For rendering, it's often the textures that make it take longer. Search up the free texture-reducer script and apply it to anything not in the foreground (unless the background props are using the same texture maps as the foreground). For the polycount, try Decimator as FSMCDesigns said.
Earlier versions of DS had LOD settings. (I know for sure in DS 2.3, I installed it to check)
You would have the base mesh, then add up to 3 LOD shapes(mesh), Those could then be added into the "Dynamic LOD settings" with a camera distance of when they are switched. You then enabled "Use Dynamic Settings" and you got what is being mentioned. You could also save the scene file with LOD/LOD setting.

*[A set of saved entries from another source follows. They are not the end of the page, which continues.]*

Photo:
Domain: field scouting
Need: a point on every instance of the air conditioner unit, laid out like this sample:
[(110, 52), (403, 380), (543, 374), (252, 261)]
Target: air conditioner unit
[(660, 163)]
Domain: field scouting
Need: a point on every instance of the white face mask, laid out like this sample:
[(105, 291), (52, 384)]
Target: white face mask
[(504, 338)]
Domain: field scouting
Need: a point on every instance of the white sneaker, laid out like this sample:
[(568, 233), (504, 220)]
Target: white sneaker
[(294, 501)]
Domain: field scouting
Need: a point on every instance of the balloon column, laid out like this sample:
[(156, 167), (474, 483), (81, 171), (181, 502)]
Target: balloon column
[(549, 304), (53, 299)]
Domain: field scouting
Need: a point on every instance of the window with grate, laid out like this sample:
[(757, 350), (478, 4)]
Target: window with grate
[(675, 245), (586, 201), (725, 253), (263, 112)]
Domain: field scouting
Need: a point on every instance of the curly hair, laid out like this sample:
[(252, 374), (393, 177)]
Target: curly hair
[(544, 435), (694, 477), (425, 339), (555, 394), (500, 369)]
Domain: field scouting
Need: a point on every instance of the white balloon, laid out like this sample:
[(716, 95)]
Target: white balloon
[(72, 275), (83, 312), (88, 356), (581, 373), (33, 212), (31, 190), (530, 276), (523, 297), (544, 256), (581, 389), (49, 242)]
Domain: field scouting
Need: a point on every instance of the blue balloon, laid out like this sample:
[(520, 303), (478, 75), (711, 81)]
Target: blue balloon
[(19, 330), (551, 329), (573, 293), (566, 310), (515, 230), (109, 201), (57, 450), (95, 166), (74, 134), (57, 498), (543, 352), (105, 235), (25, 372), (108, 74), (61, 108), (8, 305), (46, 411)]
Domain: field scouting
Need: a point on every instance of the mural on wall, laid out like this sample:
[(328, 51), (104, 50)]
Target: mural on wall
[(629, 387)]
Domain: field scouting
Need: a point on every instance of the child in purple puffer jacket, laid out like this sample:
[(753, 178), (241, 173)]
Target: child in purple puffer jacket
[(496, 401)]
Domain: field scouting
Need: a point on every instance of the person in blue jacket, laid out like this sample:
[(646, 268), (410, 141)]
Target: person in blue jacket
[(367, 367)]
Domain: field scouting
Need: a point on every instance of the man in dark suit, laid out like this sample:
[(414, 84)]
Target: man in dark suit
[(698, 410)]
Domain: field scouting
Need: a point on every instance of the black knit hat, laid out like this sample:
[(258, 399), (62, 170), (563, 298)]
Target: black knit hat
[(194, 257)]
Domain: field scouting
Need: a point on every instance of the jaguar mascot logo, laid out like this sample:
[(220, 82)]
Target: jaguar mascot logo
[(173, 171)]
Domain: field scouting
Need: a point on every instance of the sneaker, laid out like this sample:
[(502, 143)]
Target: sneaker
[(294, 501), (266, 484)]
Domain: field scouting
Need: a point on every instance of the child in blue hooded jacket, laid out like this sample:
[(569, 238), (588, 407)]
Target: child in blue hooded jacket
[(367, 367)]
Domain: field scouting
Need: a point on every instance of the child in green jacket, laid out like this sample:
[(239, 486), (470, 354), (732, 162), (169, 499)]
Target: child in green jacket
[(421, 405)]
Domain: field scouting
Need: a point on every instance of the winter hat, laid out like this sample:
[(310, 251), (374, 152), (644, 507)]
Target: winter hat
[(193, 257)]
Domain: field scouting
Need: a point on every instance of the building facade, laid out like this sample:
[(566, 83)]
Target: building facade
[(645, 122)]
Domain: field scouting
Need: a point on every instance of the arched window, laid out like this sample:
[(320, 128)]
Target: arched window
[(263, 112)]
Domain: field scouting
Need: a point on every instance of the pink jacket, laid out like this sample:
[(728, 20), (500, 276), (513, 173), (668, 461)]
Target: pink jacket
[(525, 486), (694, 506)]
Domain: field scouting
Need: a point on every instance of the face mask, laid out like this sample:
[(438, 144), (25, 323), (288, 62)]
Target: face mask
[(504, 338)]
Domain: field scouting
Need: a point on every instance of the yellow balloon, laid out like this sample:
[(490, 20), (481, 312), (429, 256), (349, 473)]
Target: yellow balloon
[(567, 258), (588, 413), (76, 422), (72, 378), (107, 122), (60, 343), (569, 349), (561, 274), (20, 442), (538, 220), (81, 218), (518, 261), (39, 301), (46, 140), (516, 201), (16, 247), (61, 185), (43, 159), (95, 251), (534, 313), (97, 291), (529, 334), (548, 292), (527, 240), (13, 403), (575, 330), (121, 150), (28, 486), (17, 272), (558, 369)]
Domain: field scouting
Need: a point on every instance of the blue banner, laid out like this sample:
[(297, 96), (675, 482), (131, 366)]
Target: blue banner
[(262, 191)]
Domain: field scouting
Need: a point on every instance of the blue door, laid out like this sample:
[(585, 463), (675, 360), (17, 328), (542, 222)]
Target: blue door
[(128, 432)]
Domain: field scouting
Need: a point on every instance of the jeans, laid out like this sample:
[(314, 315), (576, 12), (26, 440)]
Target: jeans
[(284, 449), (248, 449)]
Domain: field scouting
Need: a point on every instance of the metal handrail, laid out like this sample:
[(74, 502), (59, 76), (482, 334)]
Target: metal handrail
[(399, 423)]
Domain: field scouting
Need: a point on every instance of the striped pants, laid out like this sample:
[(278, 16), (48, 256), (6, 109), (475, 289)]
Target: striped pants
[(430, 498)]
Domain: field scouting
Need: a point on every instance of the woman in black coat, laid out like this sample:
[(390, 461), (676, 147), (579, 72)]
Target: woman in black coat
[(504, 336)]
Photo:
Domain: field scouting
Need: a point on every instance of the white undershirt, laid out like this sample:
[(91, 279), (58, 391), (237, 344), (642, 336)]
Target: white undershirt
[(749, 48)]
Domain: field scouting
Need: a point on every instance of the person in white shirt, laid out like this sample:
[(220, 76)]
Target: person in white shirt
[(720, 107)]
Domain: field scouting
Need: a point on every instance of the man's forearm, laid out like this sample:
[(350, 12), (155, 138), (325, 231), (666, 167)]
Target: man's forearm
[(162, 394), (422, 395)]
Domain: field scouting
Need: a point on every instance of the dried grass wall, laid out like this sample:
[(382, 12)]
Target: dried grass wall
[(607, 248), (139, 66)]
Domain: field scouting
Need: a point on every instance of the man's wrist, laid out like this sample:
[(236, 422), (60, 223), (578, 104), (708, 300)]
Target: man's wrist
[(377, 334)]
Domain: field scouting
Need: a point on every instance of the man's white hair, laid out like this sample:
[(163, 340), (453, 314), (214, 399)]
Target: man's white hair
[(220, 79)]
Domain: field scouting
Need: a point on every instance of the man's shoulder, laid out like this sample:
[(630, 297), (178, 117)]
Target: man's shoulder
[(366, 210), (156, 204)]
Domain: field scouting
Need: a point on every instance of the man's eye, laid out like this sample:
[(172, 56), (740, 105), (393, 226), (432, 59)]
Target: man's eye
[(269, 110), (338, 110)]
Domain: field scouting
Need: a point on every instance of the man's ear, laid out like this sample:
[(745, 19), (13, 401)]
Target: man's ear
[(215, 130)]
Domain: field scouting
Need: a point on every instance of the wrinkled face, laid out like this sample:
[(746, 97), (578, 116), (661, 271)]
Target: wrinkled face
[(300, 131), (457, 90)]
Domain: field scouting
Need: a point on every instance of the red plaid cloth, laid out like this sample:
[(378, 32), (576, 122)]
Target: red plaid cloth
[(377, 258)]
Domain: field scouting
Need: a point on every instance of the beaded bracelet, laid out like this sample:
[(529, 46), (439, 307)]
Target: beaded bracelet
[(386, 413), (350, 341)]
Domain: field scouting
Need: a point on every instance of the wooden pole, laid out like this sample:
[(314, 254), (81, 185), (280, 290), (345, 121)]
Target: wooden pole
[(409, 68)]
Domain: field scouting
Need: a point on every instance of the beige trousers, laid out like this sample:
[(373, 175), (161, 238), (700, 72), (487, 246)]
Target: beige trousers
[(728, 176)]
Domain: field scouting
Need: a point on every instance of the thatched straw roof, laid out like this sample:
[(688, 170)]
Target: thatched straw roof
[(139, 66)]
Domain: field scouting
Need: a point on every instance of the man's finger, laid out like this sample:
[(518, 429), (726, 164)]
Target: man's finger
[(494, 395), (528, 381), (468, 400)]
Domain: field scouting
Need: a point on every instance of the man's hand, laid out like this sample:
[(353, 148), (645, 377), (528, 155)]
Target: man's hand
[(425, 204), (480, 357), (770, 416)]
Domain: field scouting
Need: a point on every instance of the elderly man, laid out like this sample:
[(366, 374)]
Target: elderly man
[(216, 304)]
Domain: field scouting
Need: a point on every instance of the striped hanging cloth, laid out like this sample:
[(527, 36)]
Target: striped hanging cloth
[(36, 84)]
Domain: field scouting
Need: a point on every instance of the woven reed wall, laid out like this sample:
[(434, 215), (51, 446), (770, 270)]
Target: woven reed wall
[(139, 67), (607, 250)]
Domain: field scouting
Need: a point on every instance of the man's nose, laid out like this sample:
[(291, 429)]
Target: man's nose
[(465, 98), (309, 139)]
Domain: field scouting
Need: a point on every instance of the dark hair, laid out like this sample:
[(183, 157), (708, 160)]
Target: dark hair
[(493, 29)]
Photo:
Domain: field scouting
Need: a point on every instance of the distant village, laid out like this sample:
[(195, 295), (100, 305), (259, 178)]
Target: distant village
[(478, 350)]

With latest DS, you can load LOD mesh, but there are no LOD settings, and the LOD mesh will not save with scene file.
It is a shame, as it would be very useful, and I would certainly use it (create buildings with LOD).
As far as I know, the LOD function in current versions of DS are just for subdivision, and you would have to save the object itself to save the LOD. It would be great to have that function reintroduced to DS, though.
Hi Gordig,
The LOD for an object(mesh) is added via:- Edit-> Object-> Geometry-> Add Level of Detail.
If the mesh and LOD have been added into the runtime correctly, you can use Content-> Utilities-> Add Level of Detail (script)
Care is needed for LOD, as base vertex positions need to be the same on Mesh and LOD.